Former student gives S. Md. college $100,000 for scholarship fund

Money to be used to send city students to St. Mary's

November 25, 2003|By Alec MacGillis | Alec MacGillis,SUN STAFF

The college in tiny St. Mary's City has changed a lot since Martha Myers Yeager was a student there in the early 1940s.

Back then, it was the St. Mary's Female Seminary Junior College and consisted of a few buildings; now it's St. Mary's College of Maryland, a much larger coeducational public four-year college that is among the most selective in the state.

But one thing hasn't changed, Yeager says. It's still a good place for a city-raised student to go to college, as she did when she left Baltimore to attend St. Mary's more than 60 years ago.

That is why, Yeager said, she is giving St. Mary's College of Maryland $100,000 to create a scholarship fund in her late husband's name to help Baltimore students attend the school.

The gift, announced yesterday, will allow St. Mary's to offer more scholarship aid to draw qualified but financially needy city students to the Southern Maryland campus, officials said.

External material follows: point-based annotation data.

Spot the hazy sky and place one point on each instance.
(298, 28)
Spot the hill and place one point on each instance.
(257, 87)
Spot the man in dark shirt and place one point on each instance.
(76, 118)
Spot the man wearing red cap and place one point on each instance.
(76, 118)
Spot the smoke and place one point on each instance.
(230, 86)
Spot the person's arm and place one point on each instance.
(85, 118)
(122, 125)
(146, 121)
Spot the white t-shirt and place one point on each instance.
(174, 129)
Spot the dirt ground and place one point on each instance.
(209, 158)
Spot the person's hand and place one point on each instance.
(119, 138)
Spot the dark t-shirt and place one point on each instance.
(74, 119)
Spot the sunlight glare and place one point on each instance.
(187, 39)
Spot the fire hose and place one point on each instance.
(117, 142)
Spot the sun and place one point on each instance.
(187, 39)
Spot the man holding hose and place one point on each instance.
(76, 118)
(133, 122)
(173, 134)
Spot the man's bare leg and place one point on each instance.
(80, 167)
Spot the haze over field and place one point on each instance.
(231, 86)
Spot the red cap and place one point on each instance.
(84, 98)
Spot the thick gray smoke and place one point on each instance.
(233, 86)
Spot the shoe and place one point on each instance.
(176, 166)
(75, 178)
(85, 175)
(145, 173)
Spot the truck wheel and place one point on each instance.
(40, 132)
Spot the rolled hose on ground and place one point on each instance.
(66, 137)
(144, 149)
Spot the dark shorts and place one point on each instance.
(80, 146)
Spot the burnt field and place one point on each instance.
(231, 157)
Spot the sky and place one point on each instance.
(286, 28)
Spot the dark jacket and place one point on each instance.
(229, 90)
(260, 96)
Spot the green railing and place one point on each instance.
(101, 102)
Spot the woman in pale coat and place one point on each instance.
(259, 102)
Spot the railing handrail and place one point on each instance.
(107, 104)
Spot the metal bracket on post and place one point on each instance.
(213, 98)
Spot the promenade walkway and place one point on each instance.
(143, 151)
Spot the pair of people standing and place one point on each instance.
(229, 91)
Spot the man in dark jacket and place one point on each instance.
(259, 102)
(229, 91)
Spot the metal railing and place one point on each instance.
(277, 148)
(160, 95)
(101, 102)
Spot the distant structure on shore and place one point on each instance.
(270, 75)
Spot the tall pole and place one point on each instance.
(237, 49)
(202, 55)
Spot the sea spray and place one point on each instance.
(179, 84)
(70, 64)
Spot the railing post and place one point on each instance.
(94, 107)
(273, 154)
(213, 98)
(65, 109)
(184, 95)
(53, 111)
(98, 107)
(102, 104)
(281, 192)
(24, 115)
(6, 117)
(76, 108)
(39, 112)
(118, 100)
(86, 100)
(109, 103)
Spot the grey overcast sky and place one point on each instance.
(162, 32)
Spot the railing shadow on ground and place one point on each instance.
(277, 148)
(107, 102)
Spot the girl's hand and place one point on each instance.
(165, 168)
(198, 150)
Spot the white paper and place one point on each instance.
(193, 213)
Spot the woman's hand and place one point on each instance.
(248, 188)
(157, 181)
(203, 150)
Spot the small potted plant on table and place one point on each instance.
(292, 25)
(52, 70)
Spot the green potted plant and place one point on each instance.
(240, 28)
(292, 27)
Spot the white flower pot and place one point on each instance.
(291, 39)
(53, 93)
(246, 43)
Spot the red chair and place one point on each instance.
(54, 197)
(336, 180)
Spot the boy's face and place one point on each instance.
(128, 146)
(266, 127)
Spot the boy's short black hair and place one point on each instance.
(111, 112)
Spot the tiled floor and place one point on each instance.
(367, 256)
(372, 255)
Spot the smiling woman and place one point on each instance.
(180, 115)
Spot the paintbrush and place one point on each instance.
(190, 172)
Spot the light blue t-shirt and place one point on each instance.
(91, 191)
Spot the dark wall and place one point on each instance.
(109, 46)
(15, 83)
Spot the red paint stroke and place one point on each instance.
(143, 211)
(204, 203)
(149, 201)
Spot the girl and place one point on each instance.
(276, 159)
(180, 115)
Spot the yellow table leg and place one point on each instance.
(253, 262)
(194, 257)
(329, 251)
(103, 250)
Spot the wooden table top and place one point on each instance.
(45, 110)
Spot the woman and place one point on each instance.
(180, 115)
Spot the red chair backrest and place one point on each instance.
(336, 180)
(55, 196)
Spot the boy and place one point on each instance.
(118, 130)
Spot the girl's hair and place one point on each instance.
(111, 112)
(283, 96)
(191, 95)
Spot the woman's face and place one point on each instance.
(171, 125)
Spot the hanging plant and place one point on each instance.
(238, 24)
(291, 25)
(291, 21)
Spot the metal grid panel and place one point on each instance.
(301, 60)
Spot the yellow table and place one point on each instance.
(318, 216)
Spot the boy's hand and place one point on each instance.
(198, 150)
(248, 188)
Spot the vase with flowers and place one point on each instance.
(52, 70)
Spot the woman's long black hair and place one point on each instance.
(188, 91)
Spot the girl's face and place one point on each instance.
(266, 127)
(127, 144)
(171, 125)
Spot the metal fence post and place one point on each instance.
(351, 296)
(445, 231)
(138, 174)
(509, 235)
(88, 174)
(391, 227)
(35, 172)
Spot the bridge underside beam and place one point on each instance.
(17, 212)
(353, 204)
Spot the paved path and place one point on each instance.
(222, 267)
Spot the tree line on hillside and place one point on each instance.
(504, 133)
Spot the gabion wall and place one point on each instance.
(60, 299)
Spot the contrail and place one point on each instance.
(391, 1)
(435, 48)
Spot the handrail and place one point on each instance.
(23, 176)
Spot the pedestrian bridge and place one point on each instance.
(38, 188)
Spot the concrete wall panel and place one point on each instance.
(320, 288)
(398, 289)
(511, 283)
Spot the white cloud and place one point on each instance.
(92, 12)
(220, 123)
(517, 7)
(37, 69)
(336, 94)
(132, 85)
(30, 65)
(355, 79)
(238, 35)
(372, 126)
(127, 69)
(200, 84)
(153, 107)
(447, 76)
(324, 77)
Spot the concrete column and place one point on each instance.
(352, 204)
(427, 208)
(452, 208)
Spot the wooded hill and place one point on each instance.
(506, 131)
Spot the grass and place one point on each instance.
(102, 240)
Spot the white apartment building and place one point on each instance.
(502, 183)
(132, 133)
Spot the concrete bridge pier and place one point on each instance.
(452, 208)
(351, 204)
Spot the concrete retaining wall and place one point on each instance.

"It's important to help people living in Baltimore to advance their education," said Yeager, a Catonsville resident whose husband, G. Thomas Yeager III, was a manager with the investment banking firm of Ferris Baker Watts.

St. Mary's College "is a caring place," she said. "They're interested in their students' welfare, in all kinds of ways. That to me is important."

The scholarship fund will be operated in coordination with the CollegeBound Foundation, a nonprofit organization that helps needy Baltimore students. Scholarships provided by the foundation's private donors to St. Mary's-bound students will be matched with grants from the Yeager fund, St. Mary's officials said.

While the college has sought to match CollegeBound grants in previous years, officials say that the Yeager fund will allow them to offer aid to more city students, who are often receiving competing offers from other colleges. About 20 Baltimore students have attended St. Mary's via CollegeBound since 1993.

"We can't meet all the demand that comes to us, so anything that helps us meet their needs is terrific," said Torre Meringolo, the college's vice president for development.